Why your Netapp is so slow...

Have you ever wondered why your Netapp FAS box is slow and doesn't perform well at large block read workloads?  In this blog entry I will give you a little bit of information that will probably help you understand why it’s so slow, why you shouldn't use it for applications that READ in large blocks like 64k, 128k, 256k ++ etc..  Of course since I work for Oracle at this time, I will show you why the ZS3 storage boxes are excellent choices for these types of workloads.

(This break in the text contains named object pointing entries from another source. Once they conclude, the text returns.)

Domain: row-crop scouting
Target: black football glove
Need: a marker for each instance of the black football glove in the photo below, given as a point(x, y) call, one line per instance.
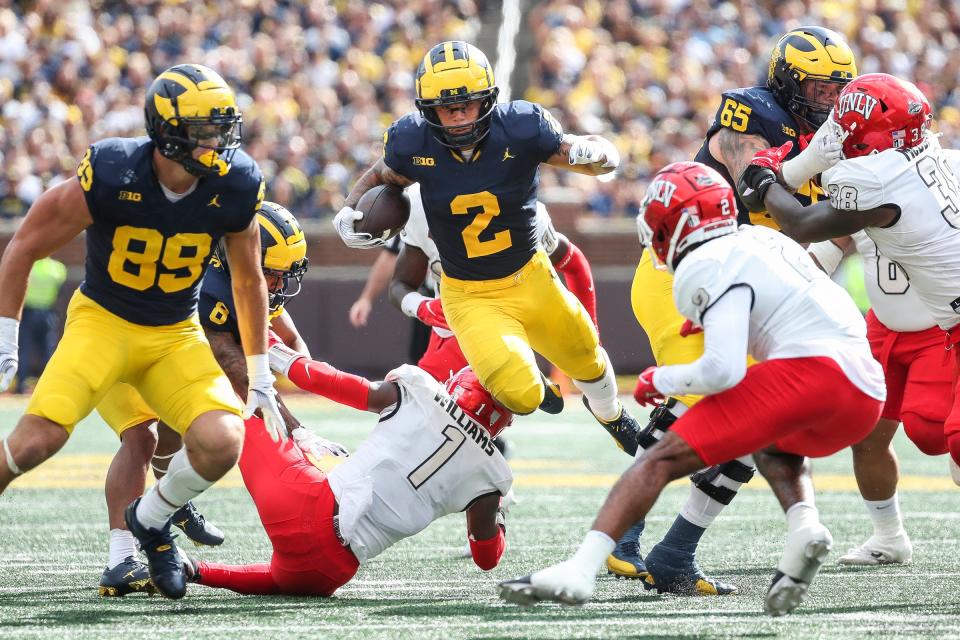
point(753, 185)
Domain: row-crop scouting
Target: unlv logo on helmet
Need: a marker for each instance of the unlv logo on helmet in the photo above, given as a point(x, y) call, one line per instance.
point(858, 103)
point(660, 191)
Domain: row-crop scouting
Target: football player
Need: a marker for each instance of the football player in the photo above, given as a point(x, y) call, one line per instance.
point(478, 165)
point(153, 209)
point(430, 454)
point(419, 264)
point(894, 173)
point(907, 342)
point(814, 390)
point(808, 67)
point(284, 262)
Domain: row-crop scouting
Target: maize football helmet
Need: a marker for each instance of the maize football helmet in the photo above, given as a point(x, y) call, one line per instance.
point(808, 68)
point(283, 253)
point(456, 72)
point(687, 203)
point(190, 107)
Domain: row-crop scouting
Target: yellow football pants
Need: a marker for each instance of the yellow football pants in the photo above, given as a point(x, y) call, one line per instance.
point(171, 367)
point(501, 323)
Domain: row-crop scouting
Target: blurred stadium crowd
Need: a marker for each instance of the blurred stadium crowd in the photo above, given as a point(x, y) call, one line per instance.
point(319, 80)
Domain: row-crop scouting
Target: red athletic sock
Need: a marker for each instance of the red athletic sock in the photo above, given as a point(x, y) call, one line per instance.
point(487, 553)
point(579, 278)
point(325, 380)
point(250, 579)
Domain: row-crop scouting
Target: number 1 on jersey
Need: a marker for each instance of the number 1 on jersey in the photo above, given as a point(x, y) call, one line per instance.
point(454, 440)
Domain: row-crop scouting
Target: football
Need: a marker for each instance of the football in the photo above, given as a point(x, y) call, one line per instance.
point(386, 210)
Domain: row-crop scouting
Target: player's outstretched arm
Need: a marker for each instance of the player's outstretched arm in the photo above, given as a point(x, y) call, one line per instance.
point(286, 329)
point(820, 221)
point(590, 155)
point(57, 216)
point(486, 529)
point(250, 299)
point(325, 380)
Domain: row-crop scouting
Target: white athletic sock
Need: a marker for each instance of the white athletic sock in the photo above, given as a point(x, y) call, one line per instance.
point(122, 546)
point(885, 514)
point(602, 394)
point(593, 552)
point(700, 509)
point(181, 484)
point(802, 514)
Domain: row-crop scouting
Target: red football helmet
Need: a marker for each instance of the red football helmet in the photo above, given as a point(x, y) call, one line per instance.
point(686, 203)
point(878, 111)
point(465, 389)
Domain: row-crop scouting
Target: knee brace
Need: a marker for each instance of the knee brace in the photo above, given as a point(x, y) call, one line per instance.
point(711, 480)
point(661, 419)
point(927, 434)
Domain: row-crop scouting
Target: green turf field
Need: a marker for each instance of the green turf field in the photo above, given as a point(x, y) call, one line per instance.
point(53, 544)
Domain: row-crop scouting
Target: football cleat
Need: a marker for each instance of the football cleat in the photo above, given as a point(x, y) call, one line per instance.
point(877, 551)
point(196, 527)
point(624, 429)
point(626, 560)
point(564, 583)
point(552, 398)
point(163, 559)
point(803, 555)
point(130, 576)
point(678, 573)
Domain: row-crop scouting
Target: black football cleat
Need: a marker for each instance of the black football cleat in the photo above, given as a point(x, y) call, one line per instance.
point(624, 429)
point(552, 398)
point(163, 559)
point(202, 533)
point(130, 576)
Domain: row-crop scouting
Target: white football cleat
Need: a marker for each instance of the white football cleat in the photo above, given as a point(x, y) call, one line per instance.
point(803, 555)
point(877, 551)
point(565, 583)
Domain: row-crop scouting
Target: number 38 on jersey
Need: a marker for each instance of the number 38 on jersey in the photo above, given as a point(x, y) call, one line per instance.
point(143, 257)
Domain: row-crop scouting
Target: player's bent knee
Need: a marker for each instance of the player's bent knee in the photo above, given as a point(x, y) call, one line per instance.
point(926, 434)
point(214, 441)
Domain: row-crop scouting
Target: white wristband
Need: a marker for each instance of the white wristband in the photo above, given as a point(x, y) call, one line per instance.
point(9, 330)
point(411, 302)
point(258, 370)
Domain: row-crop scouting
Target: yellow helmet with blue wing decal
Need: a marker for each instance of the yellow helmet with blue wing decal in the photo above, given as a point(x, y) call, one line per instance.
point(283, 252)
point(191, 107)
point(455, 72)
point(808, 69)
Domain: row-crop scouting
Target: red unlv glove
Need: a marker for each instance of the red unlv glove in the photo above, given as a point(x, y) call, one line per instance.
point(645, 393)
point(430, 312)
point(772, 158)
point(689, 328)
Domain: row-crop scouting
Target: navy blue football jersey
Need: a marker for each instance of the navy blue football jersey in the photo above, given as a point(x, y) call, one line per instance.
point(217, 312)
point(481, 212)
point(753, 111)
point(146, 255)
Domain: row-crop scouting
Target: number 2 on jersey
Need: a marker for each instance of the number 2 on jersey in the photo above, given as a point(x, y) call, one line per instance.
point(133, 261)
point(454, 440)
point(489, 208)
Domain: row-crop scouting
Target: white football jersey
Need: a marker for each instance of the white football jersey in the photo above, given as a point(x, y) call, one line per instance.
point(924, 240)
point(425, 459)
point(797, 310)
point(893, 300)
point(417, 234)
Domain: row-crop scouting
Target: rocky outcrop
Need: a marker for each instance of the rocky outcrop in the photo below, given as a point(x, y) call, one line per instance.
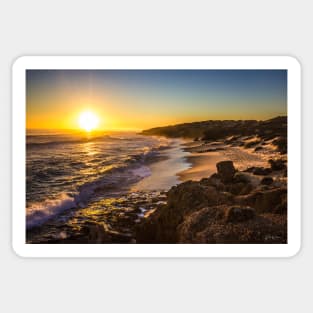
point(223, 208)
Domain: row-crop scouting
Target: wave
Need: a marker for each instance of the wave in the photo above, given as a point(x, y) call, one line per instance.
point(64, 141)
point(115, 180)
point(41, 212)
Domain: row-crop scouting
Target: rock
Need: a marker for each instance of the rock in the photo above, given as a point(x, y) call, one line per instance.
point(236, 188)
point(261, 171)
point(241, 177)
point(191, 194)
point(215, 181)
point(226, 171)
point(251, 144)
point(267, 180)
point(277, 165)
point(239, 214)
point(270, 200)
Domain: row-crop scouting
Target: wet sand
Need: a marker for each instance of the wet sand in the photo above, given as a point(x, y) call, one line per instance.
point(164, 172)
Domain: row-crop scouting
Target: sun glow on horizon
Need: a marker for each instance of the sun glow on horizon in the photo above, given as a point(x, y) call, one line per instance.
point(88, 121)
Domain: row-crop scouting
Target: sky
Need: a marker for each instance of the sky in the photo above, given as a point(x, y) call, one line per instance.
point(141, 99)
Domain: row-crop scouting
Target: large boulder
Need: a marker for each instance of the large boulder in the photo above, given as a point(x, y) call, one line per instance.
point(226, 170)
point(265, 201)
point(277, 165)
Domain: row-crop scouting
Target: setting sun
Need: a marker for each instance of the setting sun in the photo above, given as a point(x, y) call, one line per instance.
point(88, 121)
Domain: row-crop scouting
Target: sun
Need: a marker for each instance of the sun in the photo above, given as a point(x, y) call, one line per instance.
point(88, 121)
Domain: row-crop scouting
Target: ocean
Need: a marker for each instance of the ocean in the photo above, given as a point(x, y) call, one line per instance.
point(68, 173)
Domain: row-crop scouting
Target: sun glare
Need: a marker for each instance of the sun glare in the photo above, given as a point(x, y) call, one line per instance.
point(88, 121)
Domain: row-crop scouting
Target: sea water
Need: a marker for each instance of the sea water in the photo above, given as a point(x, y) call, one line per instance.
point(67, 170)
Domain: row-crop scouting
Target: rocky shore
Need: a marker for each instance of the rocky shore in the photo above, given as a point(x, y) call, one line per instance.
point(235, 191)
point(230, 206)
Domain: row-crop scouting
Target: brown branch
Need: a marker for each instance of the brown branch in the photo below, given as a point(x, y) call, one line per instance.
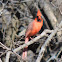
point(43, 48)
point(32, 41)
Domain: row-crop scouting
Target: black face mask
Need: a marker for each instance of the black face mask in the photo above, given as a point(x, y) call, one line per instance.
point(39, 20)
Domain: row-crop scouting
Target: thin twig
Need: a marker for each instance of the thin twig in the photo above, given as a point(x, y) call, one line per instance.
point(43, 48)
point(32, 41)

Netapp’s Fundamental Problem

Update:10/21/14  Well, it turns out that the netapp whitepaper referenced below is wrong/incomplete and doesn't tell the whole story.  The netapp will try and lay the blocks out contiguously and retrieve multiple blocks per IO using some method they call chaining.   So they are not as bad at large block as it may seem.  They are still slow we just do not know the real reason they are slow.  Could it be their CPU bound architecture?  Lack of ability to do SMP multithreading like the Solaris kernel?  The answer is I don't know.  I don't know why they won't post an SPC-2 benchmark and I am not sure why the FAS box is slow at such a workload. I would bet anyone that if performance was even modestly OK that you would see netapp posting a benchmark for the 8080EX. 

So fundamentally the issue still remains that the FAS box is not created for these types of workloads and will run out gas much faster then a ZS3 therefore costing the customer more $/IOP  and $/GBs

The fundamental problem you have running these workloads on Netapp is the backend block size of their WAFL file system.  Every application block on a Netapp FAS ends up in a 4k chunk on a disk. Reference:  Netapp TR-3001 Whitepaper

Netapp has proven this lacking large block performance fact in at least two different ways. 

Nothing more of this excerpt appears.